Thread 1      x       y      Thread 2
╭───────╮   ┌───┐   ┌───┐   ╭───────╮
│  load ├─┐ │ 0 │   │ 0 │ ┌─┤ load  │
╰───╥───╯ │ └───┘   └───┘ │ ╰───╥───╯
    ║     │   ┌───────────┘     ║
╭───⇓───╮ └───┼───────┐     ╭───⇓───╮
│ store ├───┬─┴─┐   ┌─┴─┬───┤ store │
╰───────╯   │ ? │   │ ? │   ╰───────╯
            └───┘   └───┘

But hang on — it’s not fully resolved yet, we still haven’t put in a value in those lower question marks. So what value should it be?

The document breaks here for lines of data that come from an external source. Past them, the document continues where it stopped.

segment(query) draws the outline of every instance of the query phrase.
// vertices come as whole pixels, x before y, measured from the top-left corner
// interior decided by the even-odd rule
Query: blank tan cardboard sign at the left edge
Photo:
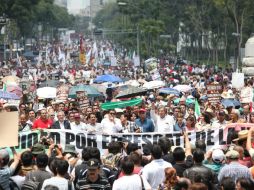
[[[18,112],[0,113],[0,148],[18,145]]]

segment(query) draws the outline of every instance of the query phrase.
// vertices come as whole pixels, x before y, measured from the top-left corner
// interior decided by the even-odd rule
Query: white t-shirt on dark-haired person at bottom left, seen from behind
[[[61,190],[68,190],[68,180],[61,177],[52,177],[50,179],[46,179],[42,184],[41,190],[44,190],[47,185],[56,186]],[[73,183],[72,183],[72,190],[74,190]]]

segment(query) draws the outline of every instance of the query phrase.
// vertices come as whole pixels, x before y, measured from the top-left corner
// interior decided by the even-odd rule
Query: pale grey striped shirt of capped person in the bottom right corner
[[[231,177],[235,182],[238,178],[245,178],[253,181],[250,170],[238,162],[231,162],[221,168],[218,175],[219,182],[221,182],[224,177]]]

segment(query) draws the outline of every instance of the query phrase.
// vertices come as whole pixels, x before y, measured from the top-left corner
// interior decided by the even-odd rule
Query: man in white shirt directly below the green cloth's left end
[[[101,121],[101,128],[103,134],[112,134],[122,132],[123,127],[120,119],[116,118],[116,111],[109,110],[108,114],[105,115]]]

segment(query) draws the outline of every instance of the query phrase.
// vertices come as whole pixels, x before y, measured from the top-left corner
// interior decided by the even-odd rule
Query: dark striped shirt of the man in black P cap
[[[108,180],[104,177],[99,176],[97,181],[91,182],[88,177],[79,179],[76,184],[77,190],[89,189],[89,190],[110,190],[111,186]]]

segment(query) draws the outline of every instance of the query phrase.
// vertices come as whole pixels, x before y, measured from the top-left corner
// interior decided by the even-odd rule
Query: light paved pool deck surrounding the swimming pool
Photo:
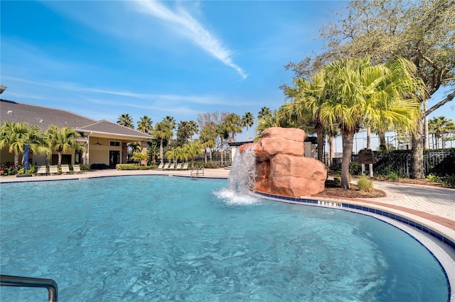
[[[228,178],[230,169],[204,169],[205,178]],[[190,177],[191,171],[144,170],[123,171],[116,169],[94,170],[83,174],[60,174],[33,177],[0,177],[0,183],[18,181],[50,181],[64,179],[87,179],[124,175],[169,175]],[[354,180],[355,181],[355,180]],[[414,220],[432,230],[445,235],[455,242],[455,189],[436,186],[402,184],[389,181],[373,181],[375,189],[385,191],[380,198],[343,198],[337,196],[306,196],[328,201],[346,201],[361,206],[369,206],[382,211]]]

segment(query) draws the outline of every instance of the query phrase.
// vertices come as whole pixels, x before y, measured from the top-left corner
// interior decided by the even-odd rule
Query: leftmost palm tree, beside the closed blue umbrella
[[[14,164],[19,164],[19,155],[28,144],[33,153],[50,154],[44,145],[43,133],[37,125],[28,127],[27,123],[3,121],[0,126],[0,149],[8,147],[8,152],[14,152]]]

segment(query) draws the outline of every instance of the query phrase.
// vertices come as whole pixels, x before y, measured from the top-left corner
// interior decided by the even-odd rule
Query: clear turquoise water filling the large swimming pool
[[[60,301],[447,301],[439,262],[397,228],[227,184],[2,184],[1,274],[54,279]],[[46,299],[1,287],[1,301]]]

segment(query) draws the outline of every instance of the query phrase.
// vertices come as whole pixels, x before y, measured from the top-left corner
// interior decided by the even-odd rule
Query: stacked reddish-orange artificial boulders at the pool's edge
[[[276,127],[262,131],[258,142],[240,146],[240,152],[255,150],[257,191],[299,198],[324,190],[326,166],[304,157],[305,138],[304,130]]]

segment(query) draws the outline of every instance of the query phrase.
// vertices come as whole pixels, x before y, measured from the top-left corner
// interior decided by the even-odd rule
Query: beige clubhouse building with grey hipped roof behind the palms
[[[141,142],[143,148],[146,141],[153,137],[132,128],[106,120],[96,121],[92,118],[56,108],[47,108],[31,104],[18,103],[0,99],[0,121],[26,122],[28,125],[38,125],[44,132],[50,125],[58,128],[69,126],[80,133],[78,139],[84,145],[85,152],[75,150],[63,154],[62,164],[105,164],[114,167],[115,164],[127,162],[127,144]],[[14,155],[7,148],[0,151],[1,163],[13,161]],[[44,155],[32,155],[32,164],[57,164],[57,153],[53,151],[50,159]]]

Well, the second value of x is just copied from from the second value of y, so we just have to find the value of that — but the second value of y is itself copied from the second value of x! This means that we can actually put any value we like in that box, including 0 or 42, and the logic will check out perfectly fine — meaning if this program were to execute in this fashion, it would end up reading a value produced out of thin air!

Now, if we were to strictly follow the rules we’ve laid out thus far, then this would be totally valid thing to happen. But luckily, the authors of the C++ specification have recognized this as a problem, and as such refined the semantics of Relaxed to implement a thorough, logically sound, mathematically proven formal model that prevents it, that’s just too complex and technical to explain here—

No “out-of-thin-air” values can be computed that circularly depend on their own computations.

Just kidding. Turns out, it’s a really difficult problem to solve, and to my knowledge even now there is no known formal way to express how to prevent it. So in the specification they just kind of hand-wave and say that it shouldn’t happen, and that the above program must always give zero in both atomics, despite the theoretical execution that could result in something else. Well, it generally works in practice so I can’t complain — it’s just a very interesting detail to know about.